A group, International Society for Civil Liberties and the Rule of Law(Intersociety), has urged the National Universities’ Commission (NUC) to lift the blanket suspension of all part-time programmes in universities.
In a statement on Sunday in Onitsha, the group said that lifting the suspension would give many Nigerians access to tertiary education.
The statement was signed by Emeka Umeagbalasi and Justus Ijeoma, the Chairman, Board of Trustees and Head of Publicity Desk of the group, respectively.
“To this end, we call on the NUC to, as a matter of urgency, lift the suspension of all part-time programmes in the Nigerian universities.
“The NUC should identify for necessary punitive measures defaulting universities especially, those running academic programmes from kiosks and shanties.”
The statement also urged the commission to re-visit the suspension of the operational licences of seven private universities in the interest of the thousands of students within these universities.
“The 124 universities and 173 colleges of education, polytechnics and monotechnics in Nigeria as presently constituted, are grossly-inadequate for roughly 160 million Nigerian citizens.
” Especially when over 70 per cent of higher education applicants desire university education.
“There is an urgent need for the establishment of more universities, vocational institutions and liberalisation of distant learning, part-time and sandwich programmes’ policies in the Nigerian universities.
“The right to education, including right to university and vocational education, is non-negotiable.
“And should be designed in such a way that a vocational education graduate wishing to access university education and a university graduate wishing to access vocational education are not hindered.
“Also, petty traders, mechanics, okada riders, vulcanizers and public/private clerical office attendants, members of the public and private security agencies wishing to acquire university or tertiary education must be provided with maximum opportunities.
“This is the spirit and letters of Sections 1, 7, 8 and 9 of the Nigeria’s National Policy on Education 1998,’’ it said.
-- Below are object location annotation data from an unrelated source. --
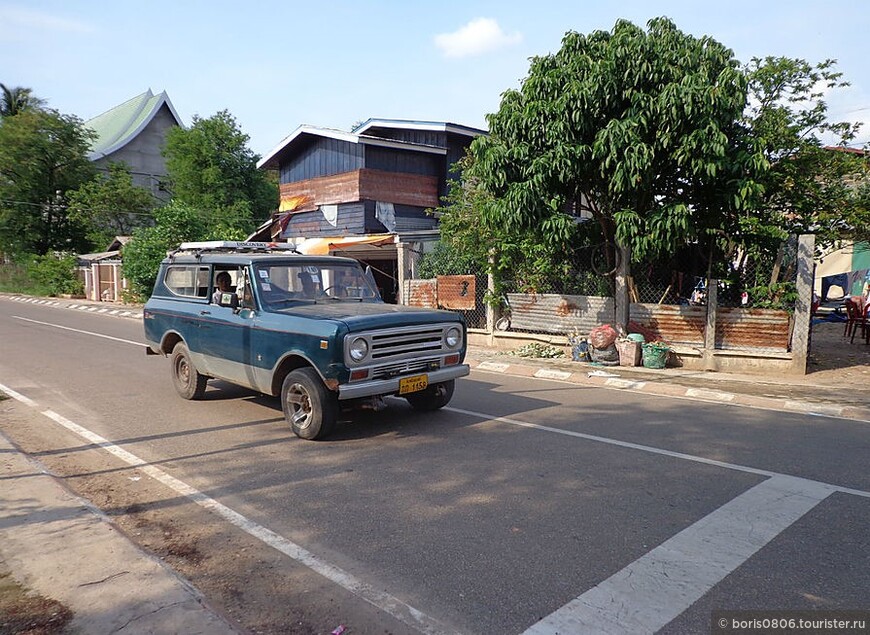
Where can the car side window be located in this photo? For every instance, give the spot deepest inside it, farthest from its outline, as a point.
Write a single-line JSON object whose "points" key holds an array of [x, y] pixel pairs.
{"points": [[188, 281]]}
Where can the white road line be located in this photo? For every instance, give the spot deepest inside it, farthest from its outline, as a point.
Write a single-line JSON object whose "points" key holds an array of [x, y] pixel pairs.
{"points": [[654, 589], [647, 448], [380, 599], [67, 328]]}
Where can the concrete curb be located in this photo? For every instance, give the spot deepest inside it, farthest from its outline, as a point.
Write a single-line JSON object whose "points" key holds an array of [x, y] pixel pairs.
{"points": [[62, 547], [598, 378]]}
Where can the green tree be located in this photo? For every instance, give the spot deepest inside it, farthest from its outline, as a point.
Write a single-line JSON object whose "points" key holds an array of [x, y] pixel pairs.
{"points": [[212, 169], [811, 187], [16, 100], [111, 205], [55, 274], [174, 224], [642, 129], [43, 156]]}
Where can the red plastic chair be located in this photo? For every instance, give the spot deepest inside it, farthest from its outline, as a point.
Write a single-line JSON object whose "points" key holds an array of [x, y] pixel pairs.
{"points": [[856, 316]]}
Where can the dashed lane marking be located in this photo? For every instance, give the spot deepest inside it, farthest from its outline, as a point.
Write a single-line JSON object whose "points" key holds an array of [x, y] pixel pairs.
{"points": [[377, 598], [67, 328], [657, 587]]}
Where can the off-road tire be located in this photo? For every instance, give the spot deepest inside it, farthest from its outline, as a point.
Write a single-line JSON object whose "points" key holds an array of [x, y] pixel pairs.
{"points": [[188, 382], [309, 407]]}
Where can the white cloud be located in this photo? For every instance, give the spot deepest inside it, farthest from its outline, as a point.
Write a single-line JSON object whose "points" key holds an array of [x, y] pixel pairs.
{"points": [[481, 35], [17, 23]]}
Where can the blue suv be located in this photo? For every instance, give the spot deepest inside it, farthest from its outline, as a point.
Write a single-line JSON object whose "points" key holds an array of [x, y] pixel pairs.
{"points": [[310, 329]]}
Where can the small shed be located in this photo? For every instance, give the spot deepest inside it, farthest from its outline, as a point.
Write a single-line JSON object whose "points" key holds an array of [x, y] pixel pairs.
{"points": [[101, 272]]}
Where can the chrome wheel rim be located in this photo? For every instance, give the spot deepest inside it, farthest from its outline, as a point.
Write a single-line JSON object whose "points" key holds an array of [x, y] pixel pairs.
{"points": [[182, 370], [298, 403]]}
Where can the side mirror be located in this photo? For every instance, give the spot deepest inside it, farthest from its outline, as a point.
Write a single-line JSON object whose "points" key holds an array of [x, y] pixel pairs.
{"points": [[229, 299]]}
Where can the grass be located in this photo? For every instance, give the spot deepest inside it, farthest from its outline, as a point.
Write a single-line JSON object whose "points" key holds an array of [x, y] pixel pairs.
{"points": [[25, 612]]}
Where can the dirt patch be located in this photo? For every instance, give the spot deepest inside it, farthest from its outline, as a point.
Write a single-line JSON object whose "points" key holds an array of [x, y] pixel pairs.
{"points": [[23, 612], [837, 361]]}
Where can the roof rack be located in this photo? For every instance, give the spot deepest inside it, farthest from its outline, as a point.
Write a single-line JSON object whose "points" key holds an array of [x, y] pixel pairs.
{"points": [[232, 246]]}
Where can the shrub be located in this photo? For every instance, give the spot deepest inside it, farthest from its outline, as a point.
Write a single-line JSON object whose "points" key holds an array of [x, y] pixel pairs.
{"points": [[55, 274]]}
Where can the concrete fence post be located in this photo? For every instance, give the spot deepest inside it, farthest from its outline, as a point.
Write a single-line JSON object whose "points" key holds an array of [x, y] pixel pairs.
{"points": [[803, 310], [709, 354], [621, 299]]}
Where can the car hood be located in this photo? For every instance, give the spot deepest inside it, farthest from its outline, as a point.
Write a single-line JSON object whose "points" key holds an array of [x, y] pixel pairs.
{"points": [[361, 316]]}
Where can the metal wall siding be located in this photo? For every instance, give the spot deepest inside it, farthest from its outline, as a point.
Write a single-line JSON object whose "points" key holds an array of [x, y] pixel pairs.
{"points": [[408, 218], [324, 157], [390, 160], [350, 220], [422, 293], [678, 324], [559, 313], [757, 329], [458, 293]]}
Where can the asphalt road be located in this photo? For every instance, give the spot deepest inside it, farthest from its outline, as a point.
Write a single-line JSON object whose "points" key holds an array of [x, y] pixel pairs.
{"points": [[524, 500]]}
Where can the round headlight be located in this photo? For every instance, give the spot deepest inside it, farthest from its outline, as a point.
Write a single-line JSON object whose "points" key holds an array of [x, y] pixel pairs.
{"points": [[359, 348], [453, 337]]}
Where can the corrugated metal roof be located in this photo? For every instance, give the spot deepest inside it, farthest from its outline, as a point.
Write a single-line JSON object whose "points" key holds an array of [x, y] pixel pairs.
{"points": [[411, 124], [270, 161], [120, 125]]}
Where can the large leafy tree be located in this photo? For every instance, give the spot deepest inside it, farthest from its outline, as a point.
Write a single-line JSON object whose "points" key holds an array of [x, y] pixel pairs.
{"points": [[111, 205], [211, 169], [641, 129], [43, 156], [14, 100]]}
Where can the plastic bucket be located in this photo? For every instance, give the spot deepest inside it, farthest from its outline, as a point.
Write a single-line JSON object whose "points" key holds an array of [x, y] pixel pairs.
{"points": [[629, 353], [655, 355]]}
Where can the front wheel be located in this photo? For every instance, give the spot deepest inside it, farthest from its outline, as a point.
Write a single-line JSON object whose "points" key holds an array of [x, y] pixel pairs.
{"points": [[188, 382], [434, 397], [309, 407]]}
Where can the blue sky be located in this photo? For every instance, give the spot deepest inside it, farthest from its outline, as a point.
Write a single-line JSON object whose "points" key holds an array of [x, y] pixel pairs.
{"points": [[277, 65]]}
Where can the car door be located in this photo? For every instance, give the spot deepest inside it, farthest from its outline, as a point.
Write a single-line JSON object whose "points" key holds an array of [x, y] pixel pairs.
{"points": [[225, 336]]}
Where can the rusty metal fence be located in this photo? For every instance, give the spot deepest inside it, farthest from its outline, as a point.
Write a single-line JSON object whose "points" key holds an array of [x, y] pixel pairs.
{"points": [[751, 308], [464, 294]]}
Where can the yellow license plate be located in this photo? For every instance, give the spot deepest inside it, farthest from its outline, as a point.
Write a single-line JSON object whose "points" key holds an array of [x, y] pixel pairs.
{"points": [[413, 384]]}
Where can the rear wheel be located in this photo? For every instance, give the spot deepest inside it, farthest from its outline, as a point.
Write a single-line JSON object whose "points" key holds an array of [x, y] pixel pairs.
{"points": [[434, 397], [188, 382], [309, 407]]}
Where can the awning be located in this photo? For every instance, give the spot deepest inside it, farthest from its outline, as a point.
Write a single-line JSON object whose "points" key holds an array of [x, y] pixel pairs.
{"points": [[323, 246]]}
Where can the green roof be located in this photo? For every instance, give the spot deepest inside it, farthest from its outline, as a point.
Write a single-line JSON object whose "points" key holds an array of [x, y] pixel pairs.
{"points": [[120, 125]]}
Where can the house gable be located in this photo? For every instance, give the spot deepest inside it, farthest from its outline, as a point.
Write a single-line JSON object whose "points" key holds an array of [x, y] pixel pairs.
{"points": [[134, 133]]}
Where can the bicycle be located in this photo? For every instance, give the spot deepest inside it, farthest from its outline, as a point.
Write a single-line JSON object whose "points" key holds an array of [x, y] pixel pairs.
{"points": [[503, 322]]}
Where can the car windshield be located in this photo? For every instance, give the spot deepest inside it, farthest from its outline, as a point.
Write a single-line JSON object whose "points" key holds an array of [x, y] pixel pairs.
{"points": [[281, 285]]}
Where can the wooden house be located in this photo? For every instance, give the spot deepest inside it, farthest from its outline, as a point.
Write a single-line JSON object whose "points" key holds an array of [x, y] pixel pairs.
{"points": [[365, 193]]}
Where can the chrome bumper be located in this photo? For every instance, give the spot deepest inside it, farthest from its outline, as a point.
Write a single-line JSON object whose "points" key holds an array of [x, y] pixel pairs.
{"points": [[391, 386]]}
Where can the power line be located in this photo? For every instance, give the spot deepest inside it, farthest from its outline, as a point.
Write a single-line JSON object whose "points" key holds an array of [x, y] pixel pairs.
{"points": [[88, 209]]}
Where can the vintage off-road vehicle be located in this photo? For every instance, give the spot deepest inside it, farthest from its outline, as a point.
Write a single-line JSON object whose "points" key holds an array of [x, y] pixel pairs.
{"points": [[310, 329]]}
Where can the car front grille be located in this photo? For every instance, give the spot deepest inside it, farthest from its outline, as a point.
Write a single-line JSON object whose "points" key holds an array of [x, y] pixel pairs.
{"points": [[402, 350]]}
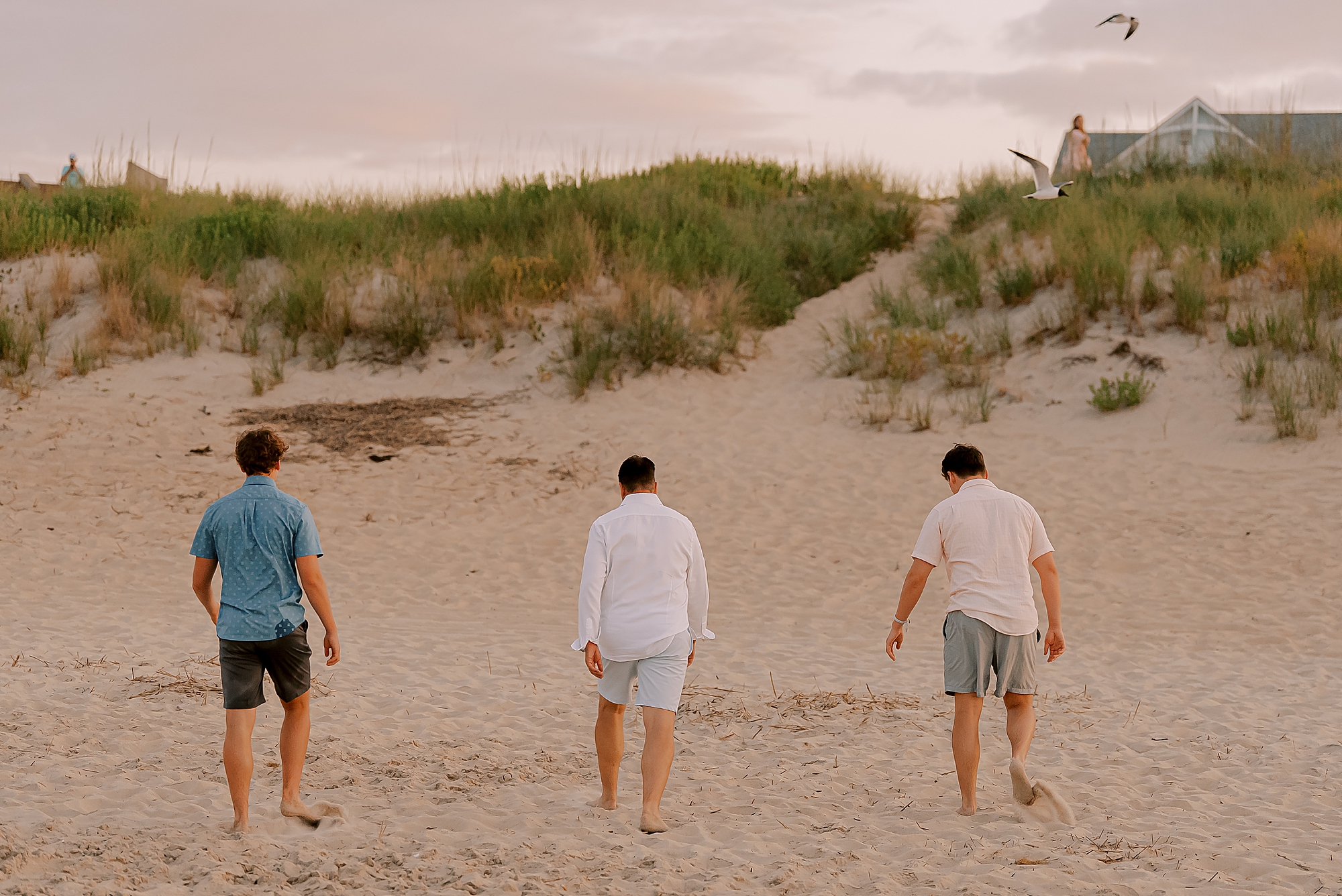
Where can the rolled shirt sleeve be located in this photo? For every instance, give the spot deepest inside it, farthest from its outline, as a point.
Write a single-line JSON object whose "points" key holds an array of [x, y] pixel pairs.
{"points": [[699, 585], [929, 547], [1039, 544], [305, 537], [595, 568], [203, 545]]}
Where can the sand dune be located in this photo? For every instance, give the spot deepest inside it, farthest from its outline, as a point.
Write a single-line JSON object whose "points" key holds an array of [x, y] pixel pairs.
{"points": [[1192, 725]]}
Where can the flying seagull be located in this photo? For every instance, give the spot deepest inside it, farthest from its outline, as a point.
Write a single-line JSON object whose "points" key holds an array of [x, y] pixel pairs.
{"points": [[1123, 21], [1043, 184]]}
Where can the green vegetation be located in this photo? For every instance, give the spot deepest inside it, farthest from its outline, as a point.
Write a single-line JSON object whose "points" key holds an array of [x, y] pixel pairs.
{"points": [[1128, 392], [951, 268], [774, 235], [1017, 285]]}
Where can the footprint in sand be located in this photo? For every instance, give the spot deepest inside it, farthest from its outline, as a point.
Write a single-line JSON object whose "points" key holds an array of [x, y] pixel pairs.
{"points": [[315, 815], [1037, 800]]}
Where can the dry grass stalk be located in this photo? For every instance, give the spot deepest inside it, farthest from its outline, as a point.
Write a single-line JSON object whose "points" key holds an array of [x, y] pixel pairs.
{"points": [[119, 315], [62, 301]]}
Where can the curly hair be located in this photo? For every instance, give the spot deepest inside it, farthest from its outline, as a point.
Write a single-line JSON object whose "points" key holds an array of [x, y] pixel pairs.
{"points": [[964, 461], [258, 451]]}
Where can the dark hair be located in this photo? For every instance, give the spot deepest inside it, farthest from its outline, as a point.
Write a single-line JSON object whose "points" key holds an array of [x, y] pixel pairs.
{"points": [[638, 474], [963, 461], [258, 451]]}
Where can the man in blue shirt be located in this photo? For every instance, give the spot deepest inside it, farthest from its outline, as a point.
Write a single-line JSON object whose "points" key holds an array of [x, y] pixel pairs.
{"points": [[266, 543]]}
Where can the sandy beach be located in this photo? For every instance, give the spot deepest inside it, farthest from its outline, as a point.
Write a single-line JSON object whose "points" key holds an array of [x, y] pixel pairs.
{"points": [[1192, 725]]}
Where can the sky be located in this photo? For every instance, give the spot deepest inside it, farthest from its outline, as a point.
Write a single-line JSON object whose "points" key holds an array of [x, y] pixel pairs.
{"points": [[415, 96]]}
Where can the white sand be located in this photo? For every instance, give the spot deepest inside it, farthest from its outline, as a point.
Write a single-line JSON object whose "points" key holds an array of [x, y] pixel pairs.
{"points": [[1192, 724]]}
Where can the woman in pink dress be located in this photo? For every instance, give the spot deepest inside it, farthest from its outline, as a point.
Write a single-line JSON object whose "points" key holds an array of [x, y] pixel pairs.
{"points": [[1077, 158]]}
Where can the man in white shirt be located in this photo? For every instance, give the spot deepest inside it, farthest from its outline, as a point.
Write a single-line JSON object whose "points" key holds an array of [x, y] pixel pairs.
{"points": [[988, 540], [642, 607]]}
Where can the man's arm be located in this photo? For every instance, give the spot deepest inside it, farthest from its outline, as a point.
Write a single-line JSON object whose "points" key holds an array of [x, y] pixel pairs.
{"points": [[315, 585], [595, 569], [699, 595], [202, 583], [915, 584], [1053, 590]]}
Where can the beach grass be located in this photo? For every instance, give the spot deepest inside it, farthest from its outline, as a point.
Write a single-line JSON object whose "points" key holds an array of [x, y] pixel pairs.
{"points": [[476, 265], [1125, 392]]}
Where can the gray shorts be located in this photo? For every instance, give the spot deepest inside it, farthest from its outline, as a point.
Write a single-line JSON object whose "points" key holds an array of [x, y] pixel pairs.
{"points": [[242, 665], [661, 678], [975, 649]]}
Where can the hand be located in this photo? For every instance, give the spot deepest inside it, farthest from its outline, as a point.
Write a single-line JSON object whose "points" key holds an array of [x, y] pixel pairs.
{"points": [[331, 649], [1054, 643], [896, 639], [594, 659]]}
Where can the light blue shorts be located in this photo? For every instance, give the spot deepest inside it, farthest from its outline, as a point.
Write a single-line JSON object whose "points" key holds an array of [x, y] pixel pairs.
{"points": [[661, 678]]}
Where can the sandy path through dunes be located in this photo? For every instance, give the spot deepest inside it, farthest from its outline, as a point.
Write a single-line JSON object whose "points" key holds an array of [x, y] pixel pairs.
{"points": [[1192, 724]]}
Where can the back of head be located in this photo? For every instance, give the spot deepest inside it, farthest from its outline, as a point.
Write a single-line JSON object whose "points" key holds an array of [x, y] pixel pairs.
{"points": [[964, 461], [258, 451], [638, 474]]}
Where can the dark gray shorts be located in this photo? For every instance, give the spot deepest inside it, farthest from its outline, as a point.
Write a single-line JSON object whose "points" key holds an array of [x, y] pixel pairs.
{"points": [[975, 650], [288, 659]]}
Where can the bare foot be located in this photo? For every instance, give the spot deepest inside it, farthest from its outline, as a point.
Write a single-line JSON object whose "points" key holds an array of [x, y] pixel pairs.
{"points": [[1021, 788], [299, 809]]}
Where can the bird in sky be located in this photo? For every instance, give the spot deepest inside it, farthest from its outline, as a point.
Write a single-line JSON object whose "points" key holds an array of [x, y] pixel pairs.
{"points": [[1120, 19], [1045, 187]]}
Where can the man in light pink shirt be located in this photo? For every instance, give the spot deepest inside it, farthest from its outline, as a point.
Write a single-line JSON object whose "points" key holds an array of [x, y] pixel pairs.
{"points": [[987, 540]]}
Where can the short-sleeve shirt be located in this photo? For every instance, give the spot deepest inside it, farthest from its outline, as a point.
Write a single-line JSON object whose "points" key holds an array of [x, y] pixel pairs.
{"points": [[257, 535], [987, 539]]}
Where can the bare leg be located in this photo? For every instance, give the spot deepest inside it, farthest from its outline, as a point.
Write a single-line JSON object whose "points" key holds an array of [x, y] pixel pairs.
{"points": [[1021, 732], [238, 761], [1021, 724], [610, 750], [658, 753], [964, 745], [293, 753]]}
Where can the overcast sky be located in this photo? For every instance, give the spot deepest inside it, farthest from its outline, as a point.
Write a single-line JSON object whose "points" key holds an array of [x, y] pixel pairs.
{"points": [[418, 95]]}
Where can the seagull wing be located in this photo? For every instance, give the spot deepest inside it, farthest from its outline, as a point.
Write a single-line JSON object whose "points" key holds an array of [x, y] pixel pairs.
{"points": [[1042, 180]]}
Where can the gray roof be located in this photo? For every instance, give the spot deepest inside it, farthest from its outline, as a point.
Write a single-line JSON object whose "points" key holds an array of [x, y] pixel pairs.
{"points": [[1195, 131]]}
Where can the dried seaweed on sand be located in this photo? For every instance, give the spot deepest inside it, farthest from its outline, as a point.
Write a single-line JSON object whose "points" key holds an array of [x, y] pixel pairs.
{"points": [[394, 423]]}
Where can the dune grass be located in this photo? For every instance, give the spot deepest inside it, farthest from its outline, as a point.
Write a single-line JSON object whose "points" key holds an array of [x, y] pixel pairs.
{"points": [[1125, 392], [1206, 226], [474, 265]]}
The statement also faulted the commission’s directive to the Senate of the National Open University of Nigeria (NOUN) to revert to the use of paper and pen in all exams instead of doing it electronically.
It noted that the computerised and automated system had been used in open universities in Hong Kong, India, China and even in the UK that currently has the highest number of 193,835 students.
It called for the compilation of the compendium of the Nigerian universities’ student population and the Benchmark Minimum Academic Standards (BMAS) to be put on the NUC’s website for public access.